Extract from ‘Overall Safety Argument for a Unit Safety Case’ (Fig. 12 from [10]).

Fig. 12.
figure 12

The SBVR format of the safety case example shown in Fig. 11.

5 Related Work

  • Tool Support for SBVR. In 2006, an SBVR editor called SBeaVeR [8] was developed. SBeaVeR is an Eclipse based plug-in which implements the Structured English notation and provides a number of features: automatic syntax highlighting, automatic completion, dictionary, standard text editing. In 2010, another tool called VeTIS [22], based on the SBVR 1.0 metamodel, was created. Concerning the editing and the validation of SBVR business rules, VeTIS tool provides the same features as SBeaVeR. Both tools provide the main feature for editing SBVR vocabulary, however the vocabulary can only be created from scratch. Whereas in our approach the vocabulary can be derived from a conceptual model.

  • Tool Support for Safety Case Construction. There exist a number of open source and eclipse-based safety case editors, such as AdvoCATE [9], D-case [20], and CertWare [5]. Besides typical features, they also support safety case modules, patterns, and other advanced functions. In this paper, our focus is on the controlled-language support. Our GSN editor only supports basic features for creating safety cases. However, our vocabulary editor can be integrated into other existing eclipse-based safety case editors. In this way, our approach can be used for other applications.

  • SBVR and Other Techniques. A model transformation from SBVR to UML with OCL constraints is provided by using ATL (ATL Transformation Language) [22]. Moreover, a study of transforming UML models to SBVR models can also be found in [7]. In this paper, we discussed a model transformation from EMF models to SBVR models.
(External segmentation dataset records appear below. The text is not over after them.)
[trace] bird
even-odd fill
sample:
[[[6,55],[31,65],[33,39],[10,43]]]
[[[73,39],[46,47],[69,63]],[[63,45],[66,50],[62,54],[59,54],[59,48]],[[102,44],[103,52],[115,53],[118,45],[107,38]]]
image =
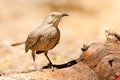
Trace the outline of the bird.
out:
[[[47,60],[49,61],[49,66],[54,70],[53,64],[48,57],[48,51],[53,49],[60,41],[60,30],[58,28],[61,18],[64,16],[69,16],[67,13],[63,12],[50,12],[42,24],[33,30],[27,37],[26,41],[12,44],[12,46],[17,46],[25,44],[25,52],[27,53],[31,50],[31,55],[33,61],[35,62],[35,54],[44,53]],[[36,68],[36,65],[35,65]]]

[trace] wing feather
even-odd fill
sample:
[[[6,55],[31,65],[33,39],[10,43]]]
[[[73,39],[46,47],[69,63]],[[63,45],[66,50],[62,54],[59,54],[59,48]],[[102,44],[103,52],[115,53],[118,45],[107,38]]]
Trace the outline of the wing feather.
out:
[[[25,42],[25,52],[28,52],[28,50],[36,44],[41,34],[37,34],[35,32],[32,32],[30,35],[28,35],[28,38]]]

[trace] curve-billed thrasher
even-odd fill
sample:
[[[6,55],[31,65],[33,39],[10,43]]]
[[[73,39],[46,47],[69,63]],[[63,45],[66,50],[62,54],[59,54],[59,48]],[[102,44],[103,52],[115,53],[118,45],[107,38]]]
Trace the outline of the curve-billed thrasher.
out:
[[[47,56],[47,53],[59,43],[60,31],[58,29],[58,24],[64,16],[68,16],[68,14],[61,12],[49,13],[42,25],[28,35],[27,40],[25,41],[25,51],[28,52],[29,49],[32,50],[34,62],[35,53],[44,53],[50,63],[50,67],[53,68],[53,64]],[[12,46],[22,43],[24,42],[12,44]]]

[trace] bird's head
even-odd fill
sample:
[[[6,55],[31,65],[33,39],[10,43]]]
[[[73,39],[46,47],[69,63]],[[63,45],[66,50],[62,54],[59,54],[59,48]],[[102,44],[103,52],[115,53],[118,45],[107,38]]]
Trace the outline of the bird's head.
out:
[[[52,24],[53,26],[58,26],[60,20],[64,16],[69,16],[66,13],[61,13],[61,12],[51,12],[47,15],[47,17],[44,20],[44,24]]]

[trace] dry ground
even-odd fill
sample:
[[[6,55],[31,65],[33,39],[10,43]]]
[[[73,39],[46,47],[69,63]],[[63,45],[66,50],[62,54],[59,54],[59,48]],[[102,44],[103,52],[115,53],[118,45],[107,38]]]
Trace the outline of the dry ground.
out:
[[[59,28],[61,41],[49,52],[54,64],[76,59],[83,43],[104,40],[104,30],[120,33],[119,0],[0,0],[0,71],[33,69],[31,55],[25,54],[24,45],[11,47],[24,41],[28,33],[39,26],[51,11],[66,12]],[[37,57],[38,67],[48,63],[44,55]]]

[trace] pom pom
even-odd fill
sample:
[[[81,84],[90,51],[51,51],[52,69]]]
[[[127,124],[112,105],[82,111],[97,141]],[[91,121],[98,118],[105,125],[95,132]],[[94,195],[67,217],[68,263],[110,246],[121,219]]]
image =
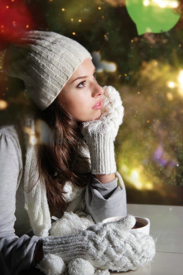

6 Conclusions and Future Work

In this paper, based on our previous research we presented a vocabulary-based semiautomatic approach for safety case development. By using an SBVR vocabulary, it enables the explicit connection between conceptual models and safety cases to ensure that certification data is built properly and can be reused efficiently. Moreover by utilizing SBVR, the content of safety case elements is well-structured and well-controlled. It can reduce mistakes and misunderstanding between the different roles involved in producing, assessing, and using the safety case. There are four main contributions of this paper:

  1. 1.

    A model transformation from an EMF model to an SBVR model is proposed. A vocabulary can be automatically generated from a conceptual model, which facilities the vocabulary creation.

  2. 2.

    An SBVR editor is implemented. This editor supports the development of SBVR vocabularies and rules, and provides graphical editing and checking of a vocabulary.

  3. 3.

    A GSN editor with SBVR vocabulary support is implemented. This editor enables users to construct safety cases with their own SBVR vocabulary.

  4. 4.

    A case study has been carried out to show the benefits of using controlled language for safety case construction. The results show that by using controlled language, the ambiguities in the safety case can be reduced and the structure of the safety case can be simplified.

Thus, our method supports improving the clarity and correctness of safety cases, and increasing the confidence in the claimed safety assurance. As future work, we plan to extend our approach on safety case pattern development for reuse of certification data. Finally, we aim to cooperate with industrial partners to use our approach in large scale applications.